A necessidade de preservação ambiental é, hoje, cultural. Aristóteles já dizia que “virtude é hábito”. Ora, se boa parte da população incorporou o vezo do consumo consciente, que afere a origem do produto e o compromisso de tutela do ambiente dos países fabricantes, é evidente que também os investidores passaram a adotar tal práxis como critério de definição de seus aportes. 

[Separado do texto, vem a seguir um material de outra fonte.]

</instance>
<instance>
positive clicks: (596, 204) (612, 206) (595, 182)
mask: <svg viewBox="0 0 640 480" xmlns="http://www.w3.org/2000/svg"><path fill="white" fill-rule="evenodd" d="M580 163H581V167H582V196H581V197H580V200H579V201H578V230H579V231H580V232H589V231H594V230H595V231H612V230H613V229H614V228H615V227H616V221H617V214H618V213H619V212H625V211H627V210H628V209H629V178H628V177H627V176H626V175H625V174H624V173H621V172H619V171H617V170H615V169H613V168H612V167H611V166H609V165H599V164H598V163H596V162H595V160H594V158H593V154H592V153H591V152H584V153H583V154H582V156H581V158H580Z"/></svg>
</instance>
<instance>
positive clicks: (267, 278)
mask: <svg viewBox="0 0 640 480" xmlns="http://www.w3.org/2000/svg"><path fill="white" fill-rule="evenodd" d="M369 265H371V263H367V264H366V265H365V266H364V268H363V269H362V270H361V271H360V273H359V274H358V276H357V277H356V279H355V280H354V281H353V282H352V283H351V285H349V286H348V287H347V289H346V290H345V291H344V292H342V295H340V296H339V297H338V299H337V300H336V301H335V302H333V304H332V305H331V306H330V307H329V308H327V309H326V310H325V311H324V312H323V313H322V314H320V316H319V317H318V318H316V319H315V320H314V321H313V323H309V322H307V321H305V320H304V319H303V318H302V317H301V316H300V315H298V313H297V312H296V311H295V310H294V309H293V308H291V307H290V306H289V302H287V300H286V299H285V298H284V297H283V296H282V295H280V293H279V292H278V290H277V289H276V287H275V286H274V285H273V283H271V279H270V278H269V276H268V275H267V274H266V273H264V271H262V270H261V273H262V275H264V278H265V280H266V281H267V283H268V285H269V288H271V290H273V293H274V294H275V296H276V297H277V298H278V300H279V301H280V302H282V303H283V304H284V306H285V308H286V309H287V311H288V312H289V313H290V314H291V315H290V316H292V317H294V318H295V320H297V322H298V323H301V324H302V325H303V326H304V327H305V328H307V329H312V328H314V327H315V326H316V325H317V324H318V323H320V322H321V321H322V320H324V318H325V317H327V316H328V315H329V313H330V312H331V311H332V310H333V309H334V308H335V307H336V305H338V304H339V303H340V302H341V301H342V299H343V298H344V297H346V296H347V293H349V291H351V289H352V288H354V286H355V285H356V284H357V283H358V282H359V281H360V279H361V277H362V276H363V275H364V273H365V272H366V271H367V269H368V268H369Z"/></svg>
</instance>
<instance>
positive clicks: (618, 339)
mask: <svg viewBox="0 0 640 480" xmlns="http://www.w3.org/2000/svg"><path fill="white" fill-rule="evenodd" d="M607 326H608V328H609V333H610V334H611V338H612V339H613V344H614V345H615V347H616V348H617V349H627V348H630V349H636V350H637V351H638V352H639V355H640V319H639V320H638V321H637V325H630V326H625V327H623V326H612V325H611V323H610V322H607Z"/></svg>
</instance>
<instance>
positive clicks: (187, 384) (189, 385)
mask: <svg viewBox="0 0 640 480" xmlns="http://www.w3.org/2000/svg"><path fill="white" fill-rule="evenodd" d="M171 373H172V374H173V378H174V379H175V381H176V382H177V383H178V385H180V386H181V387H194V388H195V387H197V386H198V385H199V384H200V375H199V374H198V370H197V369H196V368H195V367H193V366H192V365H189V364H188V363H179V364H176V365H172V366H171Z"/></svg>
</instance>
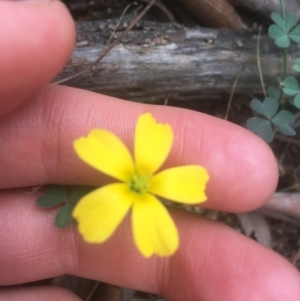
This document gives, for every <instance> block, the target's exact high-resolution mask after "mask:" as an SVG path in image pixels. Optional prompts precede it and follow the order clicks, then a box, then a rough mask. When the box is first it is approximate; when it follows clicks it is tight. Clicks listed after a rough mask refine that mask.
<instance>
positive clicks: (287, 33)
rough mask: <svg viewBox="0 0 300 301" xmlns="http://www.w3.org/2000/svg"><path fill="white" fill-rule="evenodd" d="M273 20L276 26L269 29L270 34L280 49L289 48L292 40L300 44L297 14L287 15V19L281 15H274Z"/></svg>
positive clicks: (272, 19) (299, 33) (286, 16)
mask: <svg viewBox="0 0 300 301" xmlns="http://www.w3.org/2000/svg"><path fill="white" fill-rule="evenodd" d="M271 18H272V20H273V21H274V23H275V24H273V25H271V26H270V27H269V30H268V33H269V36H270V37H271V38H272V39H274V40H275V44H276V45H277V46H278V47H280V48H287V47H289V46H290V39H291V40H293V41H294V42H296V43H298V44H300V25H298V26H296V24H297V16H296V15H295V14H287V15H286V16H285V18H282V17H281V16H280V15H279V14H277V13H274V14H272V15H271ZM295 26H296V27H295Z"/></svg>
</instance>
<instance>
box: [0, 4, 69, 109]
mask: <svg viewBox="0 0 300 301" xmlns="http://www.w3.org/2000/svg"><path fill="white" fill-rule="evenodd" d="M0 36H1V39H0V66H1V68H0V112H1V113H0V114H4V113H5V112H7V111H9V110H11V109H13V108H14V107H16V106H17V105H18V104H20V103H21V102H22V101H24V100H26V99H28V97H29V96H31V95H33V94H34V93H35V92H36V90H37V89H38V88H39V87H41V86H43V85H45V84H46V83H47V82H49V81H50V80H51V79H53V77H54V76H55V75H56V74H57V73H58V72H59V71H60V69H61V68H62V67H63V66H64V65H65V63H66V62H67V60H68V59H69V57H70V54H71V51H72V49H73V45H74V41H75V38H74V37H75V30H74V24H73V21H72V19H71V16H70V15H69V13H68V11H67V9H66V8H65V6H64V5H63V4H62V3H61V2H60V1H48V2H47V1H40V2H38V1H34V2H32V1H0Z"/></svg>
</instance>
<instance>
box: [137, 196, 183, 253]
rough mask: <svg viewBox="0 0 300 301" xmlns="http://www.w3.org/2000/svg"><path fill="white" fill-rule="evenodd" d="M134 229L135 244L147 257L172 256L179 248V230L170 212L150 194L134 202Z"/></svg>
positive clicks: (159, 202)
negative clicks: (170, 213)
mask: <svg viewBox="0 0 300 301" xmlns="http://www.w3.org/2000/svg"><path fill="white" fill-rule="evenodd" d="M132 227H133V237H134V241H135V244H136V245H137V247H138V249H139V250H140V252H141V253H142V255H144V256H145V257H150V256H151V255H153V254H157V255H159V256H170V255H172V254H173V253H174V252H175V251H176V250H177V248H178V246H179V236H178V232H177V228H176V226H175V223H174V222H173V220H172V218H171V216H170V214H169V212H168V211H167V209H166V208H165V207H164V206H163V205H162V203H161V202H160V201H159V200H158V199H157V198H156V197H154V196H152V195H150V194H148V193H145V194H141V195H140V196H139V197H138V198H136V200H135V201H134V204H133V207H132Z"/></svg>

Não se trata do famigerado discurso de que é preciso assegurar a sobrevivência das gerações futuras – embora ele deva ser pressuposto –, mas sim de questão de mercado. Nessa linha, as ébrias políticas ambientais adotadas pelo país são, em todos os sentidos, um tiro no pé. Isso não é dito só por ambientalistas, mas por grandes investidores internacionais e por estadistas de diversos países da comunidade europeia. 

A Holanda aprovou moção contrária à celebração do acordo da UE e o Mercosul, já os supermercados do Reino Unido acenam com boicotes aos produtos brasileiros. O Presidente da Associação Brasileira do Agronegócio e importantes consultores internacionais afirmam que a imagem negativa do Brasil, em razão do desgabo ambiental, já afeta as exportações. 

Se o Brasil não deixar de adotar medidas como a imposição de autorização do Exército para que o IBAMA e a ICMBio realizem operações e a defesa da desregulamentação irresponsável das normas de proteção ambiental, a imagem das empresas do país no exterior será frontalmente lesada. O próprio governo federal informa que o desmatamento na Amazônia cresceu 65% em abril. 

Sem ações efetivas, será solapada a emancipação ambiental do país, conquistada a duras penas no mercado internacional. Prejuízo geracional, econômico e ao patrimônio moral do Brasil.